Last updated on 14th February 2021

From ‘The Maiden’s Wood’, a short story in Rest and Unrest (1910). Though this piece is most accurately classified as a short story, its style is very similar to that typical of Edward Thomas’s nature essays and topographical writing: first-person narration with closely observed details of an encountered scene or character.

I had been there a score of times without making anything like a full survey and inventory of my kingdom. It was becoming part of me, a kingdom rather of the spirit than of the earth, and I was content to see what I had seen on my first visit. In the neighbouring woods I had sought for orchises but after finding half a dozen kinds here at that time I had not looked for more. The other flowers were the usual flowers of the woods, the minute green moschatel, the stars of stitchwort and later woodruff, the bluebell and a few more, such as I was glad to greet for the twentieth time with more familiarity than ceremony.

But one day I not only learnt that the wood was not my own, but that there was a further mystery. At the first moment the other visitor seemed to its possessor, so much at home was she and so strange did I suddenly feel. It was a woman, how much past middle age I could not guess. her hair was flaxen, her face as much weathered as it was possible to be without ceasing to be pink and fresh, her thin mouth at one childlike and shrewd, her eyes of a sparkling grey so that in each of them seemed always to be a drop of quick-silver sliding.

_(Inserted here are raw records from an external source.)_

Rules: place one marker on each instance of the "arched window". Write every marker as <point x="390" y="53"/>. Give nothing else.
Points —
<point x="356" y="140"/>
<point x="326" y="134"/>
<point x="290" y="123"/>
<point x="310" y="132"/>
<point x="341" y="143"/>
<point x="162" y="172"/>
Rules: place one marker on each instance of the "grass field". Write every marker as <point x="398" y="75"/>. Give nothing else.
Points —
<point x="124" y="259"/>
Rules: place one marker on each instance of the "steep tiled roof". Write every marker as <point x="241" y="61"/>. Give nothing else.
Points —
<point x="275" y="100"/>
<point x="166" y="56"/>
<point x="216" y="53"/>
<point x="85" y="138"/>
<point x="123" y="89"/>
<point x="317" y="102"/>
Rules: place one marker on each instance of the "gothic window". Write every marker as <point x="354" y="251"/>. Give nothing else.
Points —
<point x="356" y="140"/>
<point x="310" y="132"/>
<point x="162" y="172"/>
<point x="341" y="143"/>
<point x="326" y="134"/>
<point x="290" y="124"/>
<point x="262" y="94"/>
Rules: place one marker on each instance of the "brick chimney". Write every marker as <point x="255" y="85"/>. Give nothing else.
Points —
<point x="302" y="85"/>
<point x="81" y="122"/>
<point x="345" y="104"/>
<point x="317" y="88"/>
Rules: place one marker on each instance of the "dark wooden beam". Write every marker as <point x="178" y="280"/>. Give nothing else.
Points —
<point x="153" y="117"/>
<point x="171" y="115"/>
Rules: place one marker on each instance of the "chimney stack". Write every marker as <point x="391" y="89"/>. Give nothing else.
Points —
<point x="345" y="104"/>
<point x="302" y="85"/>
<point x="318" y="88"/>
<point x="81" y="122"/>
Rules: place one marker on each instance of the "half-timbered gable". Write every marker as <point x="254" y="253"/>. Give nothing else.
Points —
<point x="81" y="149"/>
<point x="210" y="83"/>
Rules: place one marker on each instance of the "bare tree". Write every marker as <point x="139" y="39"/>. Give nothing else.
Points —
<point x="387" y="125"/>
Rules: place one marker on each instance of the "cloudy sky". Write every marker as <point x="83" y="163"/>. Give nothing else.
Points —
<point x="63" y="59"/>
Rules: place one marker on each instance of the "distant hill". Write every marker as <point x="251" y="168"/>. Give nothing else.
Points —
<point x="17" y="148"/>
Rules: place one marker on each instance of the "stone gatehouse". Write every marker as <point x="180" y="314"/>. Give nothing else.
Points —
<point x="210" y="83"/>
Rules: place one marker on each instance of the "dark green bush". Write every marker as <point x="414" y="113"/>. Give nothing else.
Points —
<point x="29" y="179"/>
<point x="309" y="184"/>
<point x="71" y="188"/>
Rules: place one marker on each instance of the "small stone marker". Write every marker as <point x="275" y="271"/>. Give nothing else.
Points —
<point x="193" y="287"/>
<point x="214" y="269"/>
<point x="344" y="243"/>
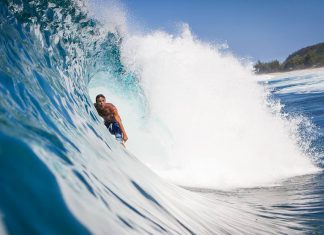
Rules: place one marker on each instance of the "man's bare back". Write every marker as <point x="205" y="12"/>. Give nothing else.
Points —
<point x="112" y="119"/>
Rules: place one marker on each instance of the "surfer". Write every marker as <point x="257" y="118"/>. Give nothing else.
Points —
<point x="111" y="117"/>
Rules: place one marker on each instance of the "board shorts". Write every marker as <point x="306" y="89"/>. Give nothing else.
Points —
<point x="115" y="130"/>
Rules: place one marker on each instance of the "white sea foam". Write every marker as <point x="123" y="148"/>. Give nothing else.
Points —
<point x="209" y="123"/>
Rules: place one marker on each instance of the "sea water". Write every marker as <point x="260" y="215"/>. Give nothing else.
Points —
<point x="212" y="148"/>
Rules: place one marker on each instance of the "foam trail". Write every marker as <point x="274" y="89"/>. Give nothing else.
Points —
<point x="208" y="123"/>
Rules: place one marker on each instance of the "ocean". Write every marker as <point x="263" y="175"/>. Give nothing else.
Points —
<point x="212" y="149"/>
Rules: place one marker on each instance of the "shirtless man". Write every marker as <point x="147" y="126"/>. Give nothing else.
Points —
<point x="112" y="119"/>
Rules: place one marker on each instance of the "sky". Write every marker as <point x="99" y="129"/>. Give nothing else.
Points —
<point x="257" y="29"/>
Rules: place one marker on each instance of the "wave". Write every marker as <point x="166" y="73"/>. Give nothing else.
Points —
<point x="61" y="172"/>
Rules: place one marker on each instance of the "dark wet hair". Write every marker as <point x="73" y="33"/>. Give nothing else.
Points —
<point x="100" y="95"/>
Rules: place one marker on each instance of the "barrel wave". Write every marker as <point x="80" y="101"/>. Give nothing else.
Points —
<point x="61" y="172"/>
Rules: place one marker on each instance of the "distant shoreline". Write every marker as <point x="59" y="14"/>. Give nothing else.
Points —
<point x="307" y="70"/>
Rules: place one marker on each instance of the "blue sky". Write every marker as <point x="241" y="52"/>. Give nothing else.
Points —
<point x="261" y="29"/>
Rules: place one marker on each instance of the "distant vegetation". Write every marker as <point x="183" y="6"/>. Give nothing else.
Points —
<point x="308" y="57"/>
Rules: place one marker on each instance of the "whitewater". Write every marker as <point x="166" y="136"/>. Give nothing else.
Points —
<point x="212" y="149"/>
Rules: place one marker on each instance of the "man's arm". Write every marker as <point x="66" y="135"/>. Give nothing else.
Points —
<point x="118" y="120"/>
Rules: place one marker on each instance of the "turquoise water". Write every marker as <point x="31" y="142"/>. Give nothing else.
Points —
<point x="62" y="173"/>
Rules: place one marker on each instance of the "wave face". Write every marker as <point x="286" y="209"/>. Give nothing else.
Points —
<point x="61" y="172"/>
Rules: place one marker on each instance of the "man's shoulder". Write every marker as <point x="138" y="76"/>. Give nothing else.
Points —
<point x="110" y="105"/>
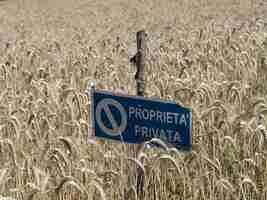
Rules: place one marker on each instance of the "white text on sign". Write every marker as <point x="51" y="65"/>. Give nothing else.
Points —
<point x="162" y="117"/>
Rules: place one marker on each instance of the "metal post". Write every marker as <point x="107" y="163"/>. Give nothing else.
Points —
<point x="139" y="60"/>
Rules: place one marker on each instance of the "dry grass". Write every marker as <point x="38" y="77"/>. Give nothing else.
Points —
<point x="207" y="55"/>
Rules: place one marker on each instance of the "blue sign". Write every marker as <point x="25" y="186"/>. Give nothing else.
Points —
<point x="135" y="119"/>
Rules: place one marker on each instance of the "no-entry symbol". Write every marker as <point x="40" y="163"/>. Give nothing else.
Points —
<point x="104" y="106"/>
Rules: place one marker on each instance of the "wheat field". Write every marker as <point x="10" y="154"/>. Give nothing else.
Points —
<point x="208" y="55"/>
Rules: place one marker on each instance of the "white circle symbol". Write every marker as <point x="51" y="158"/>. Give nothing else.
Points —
<point x="116" y="129"/>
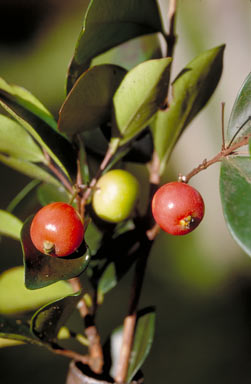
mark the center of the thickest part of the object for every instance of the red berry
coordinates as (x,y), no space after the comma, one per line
(57,229)
(178,208)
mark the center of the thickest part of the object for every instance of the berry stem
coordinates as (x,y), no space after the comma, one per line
(228,151)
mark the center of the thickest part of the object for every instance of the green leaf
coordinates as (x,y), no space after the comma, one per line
(239,123)
(143,340)
(16,298)
(42,270)
(16,142)
(141,93)
(48,193)
(16,329)
(10,225)
(48,320)
(192,88)
(106,25)
(25,193)
(58,147)
(29,169)
(123,254)
(235,189)
(29,102)
(89,103)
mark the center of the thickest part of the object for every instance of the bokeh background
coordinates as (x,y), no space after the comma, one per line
(200,284)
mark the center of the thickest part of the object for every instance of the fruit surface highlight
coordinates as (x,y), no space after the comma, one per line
(57,230)
(178,208)
(115,195)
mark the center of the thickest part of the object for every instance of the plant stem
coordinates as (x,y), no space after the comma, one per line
(230,150)
(96,359)
(58,174)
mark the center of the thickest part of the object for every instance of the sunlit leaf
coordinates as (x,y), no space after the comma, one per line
(10,225)
(29,169)
(143,340)
(235,189)
(141,93)
(16,142)
(58,147)
(16,298)
(29,102)
(42,270)
(106,25)
(89,103)
(192,88)
(240,119)
(48,320)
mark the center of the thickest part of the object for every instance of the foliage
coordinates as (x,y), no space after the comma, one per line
(110,116)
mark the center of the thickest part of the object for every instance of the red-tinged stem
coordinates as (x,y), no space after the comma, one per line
(229,151)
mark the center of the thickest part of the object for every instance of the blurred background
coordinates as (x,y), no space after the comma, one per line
(200,284)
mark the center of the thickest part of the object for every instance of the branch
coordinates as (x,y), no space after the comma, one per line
(225,152)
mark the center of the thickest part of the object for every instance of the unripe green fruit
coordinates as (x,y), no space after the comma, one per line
(115,195)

She was short and plump and had a kind of briskness that I imagined to mean a nature of the utmost independence and unworldliness. She came towards me gathering flowers which she put into a basket on one arm. She looked at me with those intensely brilliant eyes that certainly saw me as I had never been seen before and saw in me something of which I was unaware; she curtsied and went on picking flowers. I was just about to step off the narrow path so as not to disturb her, when, still bending and without looking at me, she hopped aside and I passed by. Indeed I should not have spoken to this extraordinary human being, in spite of her rarity and fascination, if it had not been for the flowers which I caught sight of under her face. Though I am not a botanist I see most of the flowers in my path and I know the names of most; but I recognized none of these. They were bells and cups and stars clustered or single, in spires and bunches, that I had never seen growing wild before.

“There are many here in this wood,” she said in answer to my questions. “Yes, only here.”

“Can you tell me their names?” I asked.

“No. They have never been christened that I know of,” she replied.

Seeing some orchises among them I said:

“But you know these?”

“Yes, they are fly-hawkins and butterflies’ nests,” she said, perverting the names of the fly-orchis and bird’s nest and butterfly orchises. She smiled, I did not know why; but it was a smile as fitting to her childlike mouth and complexion, her quick-silver eye, her briskness, and her hop to one side. I asked her the name of the wood. “The Maiden’s Wood,” — she said, “It has always been called the Maiden’s Wood . . . I do not know the meaning of the name.” And she went on picking flowers. I now saw that these unfamiliar kinds were to be found everywhere in the little wood.

Twice again I saw her in the wood, and I liked to see her alone and undisturbed, at ease and at home there like a bird questing among the dead leaves when it has no fears of being observed.